Object Oriented pattern in C ?

I remember reading a while ago about someone (I think it was Linus Torvalds) talking about how C++ is a horrible language and how you can write object-oriented programs with C. On having had time to reflect, I don't really see how all object oriented concepts carry over into C. Some things are fairly obvious. For example:

  1. To emulate member functions, you can put function pointers in structs.
  2. To emulate polymorphism, you can write a function that takes a variable number of arguments and do some voodoo depending on, say, the sizeof the parameter(s)

How would you emulate encapsulation and inheritance though?

I suppose encapsulation could sort of be emulated by having a nested struct that stored private members. It would be fairly easy to get around, but could perhaps be named PRIVATE or something equally obvious to signal that it isn't meant to be used from outside the struct. What about inheritance though?

+2  A: 

the gtk and glib libraries use macros to cast objects to various types.
add_widget(GTK_WIDGET(myButton));
I can't say how it's done but you can read their source to find out exactly how it's done.

Chris H
the important thing is that it doesn't compile if you forget the macro.
Chris H
The GObject framework used by Glib/GTK is documented here: http://library.gnome.org/devel/gobject/unstable/
P-Nuts
They can get away with this very easily because they don't allow multiple inheritance. Regardless of what type you cast to, the base address of an object is always the same. "Inheritance" just becomes declaring a new struct where the first member is the base class and the new members for that class come afterwards.
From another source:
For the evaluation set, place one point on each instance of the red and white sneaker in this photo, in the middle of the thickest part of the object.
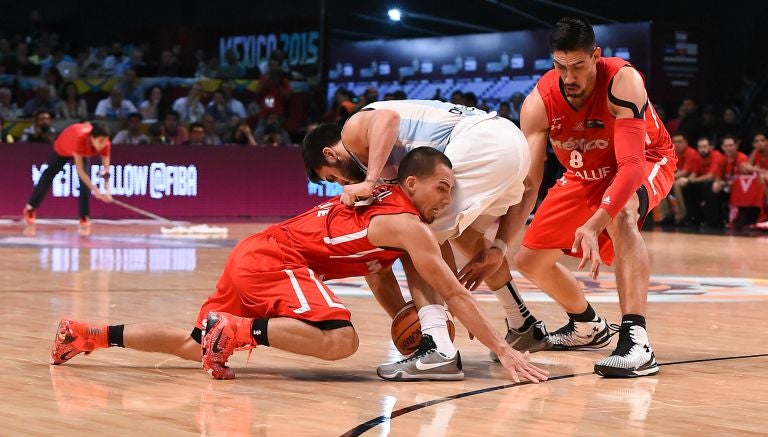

So you can cast to the base class and the address stays the same.
asveikau
`GTK_WIDGET(myButton)` translates to `((GtkWidget*)myButton)` plus a type checking call, unless you have type checking disabled, in which case it literally translates to just `((GtkWidget*)myButton)`.
pib
+1  A: 

For a great example of object-oriented programming in C, look at the source of POV-Ray from several years ago - version 3.1g is particularly good. "Objects" were struct with function pointers, of course. Macros were used to provide the core methods and data for an abstract object, and derived classes were structs that began with that macro. There was no attempt to deal with private/public, however. Things to be seen were in .h files and implementation details were in .c files, mostly, except for a lot of exceptions.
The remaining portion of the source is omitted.